Jockey Yedsit Hazlewood posts first winners
“I want to have the opportunity to talk to you a little bit,” trainer Jose Corrales said last month.
“I ride this apprentice, who’s going to run this week,” Corrales mentioned. “This kid is from Panama. He’s been in [jockey] school in Panama, and he’s been at the racetrack since he was nine years old. He’s got so much talent. I’m thinking he’s going to be one of the Ortiz kids in the future.”
Corrales knows about such things. A successful rider with over 1,000 wins in the United States and plenty more in Macau before switching to training, Corrales has mentored other successful young riders in Maryland.
He feels that 17-year-old Yedsit Hazlewood is one of his best pupils.

After Hazlewood failed to secure a victory in his first 12 races, Corrales’s faith was vindicated when the ten-pound apprentice scooted up the rail to win Friday’s sixth race aboard Addy’s Laddy T N T.
A half-hour later, Hazlewood rallied on the far outside aboard longshot Skip Thru Da Fire to take the seventh.
Corrales trained both winners and beamed like a proud papa as Hazlewood was given the traditional first-winner initiation by his fellow riders, which consisted of dousing him with several buckets of water followed by a coat of shaving cream and baby powder.

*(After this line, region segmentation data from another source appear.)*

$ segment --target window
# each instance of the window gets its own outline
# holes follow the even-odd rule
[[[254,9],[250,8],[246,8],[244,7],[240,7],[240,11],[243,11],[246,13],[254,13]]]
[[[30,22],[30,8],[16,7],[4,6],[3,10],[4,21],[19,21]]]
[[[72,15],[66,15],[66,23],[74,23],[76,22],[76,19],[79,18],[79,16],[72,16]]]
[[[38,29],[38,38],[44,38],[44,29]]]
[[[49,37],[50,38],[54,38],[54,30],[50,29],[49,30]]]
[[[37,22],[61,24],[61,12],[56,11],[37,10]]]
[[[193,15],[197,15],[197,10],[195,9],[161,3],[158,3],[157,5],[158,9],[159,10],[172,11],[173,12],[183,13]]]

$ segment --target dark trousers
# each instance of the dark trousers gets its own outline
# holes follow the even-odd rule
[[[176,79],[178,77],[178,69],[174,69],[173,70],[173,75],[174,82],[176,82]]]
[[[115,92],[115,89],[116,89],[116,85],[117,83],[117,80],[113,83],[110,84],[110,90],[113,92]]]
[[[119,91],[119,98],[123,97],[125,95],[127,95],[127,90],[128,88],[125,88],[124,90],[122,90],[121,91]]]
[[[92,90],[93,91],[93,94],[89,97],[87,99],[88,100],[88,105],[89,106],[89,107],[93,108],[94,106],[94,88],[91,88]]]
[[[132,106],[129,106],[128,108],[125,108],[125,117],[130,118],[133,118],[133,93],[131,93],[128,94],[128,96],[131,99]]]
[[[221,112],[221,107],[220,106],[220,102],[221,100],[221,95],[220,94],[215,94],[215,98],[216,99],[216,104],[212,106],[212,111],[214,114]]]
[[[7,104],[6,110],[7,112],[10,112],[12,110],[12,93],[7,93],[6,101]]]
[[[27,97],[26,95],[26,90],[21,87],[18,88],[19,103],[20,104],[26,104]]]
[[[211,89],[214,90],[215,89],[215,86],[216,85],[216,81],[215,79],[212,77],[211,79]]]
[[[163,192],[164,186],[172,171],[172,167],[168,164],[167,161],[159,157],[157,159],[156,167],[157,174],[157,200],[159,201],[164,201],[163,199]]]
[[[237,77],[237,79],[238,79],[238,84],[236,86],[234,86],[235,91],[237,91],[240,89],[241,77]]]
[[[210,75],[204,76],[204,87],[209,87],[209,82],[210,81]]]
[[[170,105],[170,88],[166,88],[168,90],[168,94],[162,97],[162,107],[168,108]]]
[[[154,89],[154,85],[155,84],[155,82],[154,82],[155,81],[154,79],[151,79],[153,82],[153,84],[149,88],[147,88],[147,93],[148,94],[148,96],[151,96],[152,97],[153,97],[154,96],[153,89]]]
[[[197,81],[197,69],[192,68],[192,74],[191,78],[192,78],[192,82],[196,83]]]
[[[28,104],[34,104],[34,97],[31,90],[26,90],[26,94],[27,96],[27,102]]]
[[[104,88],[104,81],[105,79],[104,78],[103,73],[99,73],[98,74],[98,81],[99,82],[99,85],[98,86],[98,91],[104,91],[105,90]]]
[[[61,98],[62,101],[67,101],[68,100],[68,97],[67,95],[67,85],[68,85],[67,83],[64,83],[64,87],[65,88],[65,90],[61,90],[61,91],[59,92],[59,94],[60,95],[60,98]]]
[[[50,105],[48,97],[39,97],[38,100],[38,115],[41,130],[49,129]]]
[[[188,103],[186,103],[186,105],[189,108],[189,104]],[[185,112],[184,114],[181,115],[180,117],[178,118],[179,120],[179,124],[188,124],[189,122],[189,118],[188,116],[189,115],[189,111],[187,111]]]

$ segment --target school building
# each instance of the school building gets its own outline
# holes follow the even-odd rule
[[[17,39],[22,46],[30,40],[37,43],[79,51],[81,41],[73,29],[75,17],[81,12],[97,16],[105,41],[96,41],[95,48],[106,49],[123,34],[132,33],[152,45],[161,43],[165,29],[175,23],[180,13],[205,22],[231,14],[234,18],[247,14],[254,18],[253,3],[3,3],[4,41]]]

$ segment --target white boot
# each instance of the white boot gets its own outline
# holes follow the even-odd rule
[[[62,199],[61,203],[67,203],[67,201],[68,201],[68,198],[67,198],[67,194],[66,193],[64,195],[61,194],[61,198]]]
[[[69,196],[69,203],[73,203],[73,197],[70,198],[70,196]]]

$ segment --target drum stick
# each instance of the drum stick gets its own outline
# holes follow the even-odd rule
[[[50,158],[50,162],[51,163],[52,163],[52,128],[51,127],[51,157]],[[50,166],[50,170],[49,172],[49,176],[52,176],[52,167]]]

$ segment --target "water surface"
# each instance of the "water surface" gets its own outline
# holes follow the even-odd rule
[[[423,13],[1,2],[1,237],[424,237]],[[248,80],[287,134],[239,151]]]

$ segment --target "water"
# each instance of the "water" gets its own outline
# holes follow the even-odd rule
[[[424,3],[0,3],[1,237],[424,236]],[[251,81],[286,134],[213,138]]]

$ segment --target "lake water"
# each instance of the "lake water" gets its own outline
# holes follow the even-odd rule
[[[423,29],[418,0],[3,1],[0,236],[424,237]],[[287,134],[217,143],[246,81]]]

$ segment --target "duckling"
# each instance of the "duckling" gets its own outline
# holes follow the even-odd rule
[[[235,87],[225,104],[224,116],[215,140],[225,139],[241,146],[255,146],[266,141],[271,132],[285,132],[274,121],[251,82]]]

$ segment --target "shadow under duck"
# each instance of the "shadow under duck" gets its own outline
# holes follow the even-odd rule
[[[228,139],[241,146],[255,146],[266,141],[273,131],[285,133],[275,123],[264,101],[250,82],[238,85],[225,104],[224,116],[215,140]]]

“He came here a year ago, but I could not get his paperwork ready for him to start riding,” Corrales said. “He got a job at Fair Hill and was galloping horses for a lot of other trainers. Now, he’s ready. I’m putting him on all my horses. I got [him] an agent [John DiNatale], and he’s got a chance to ride for everybody. He’s got the perfect size, the weight, and that’s the main thing.”
Corrales completed Laurel’s late Pick 3 when Fainor’s Filets won the final race on the program under jockey Weston Hamilton.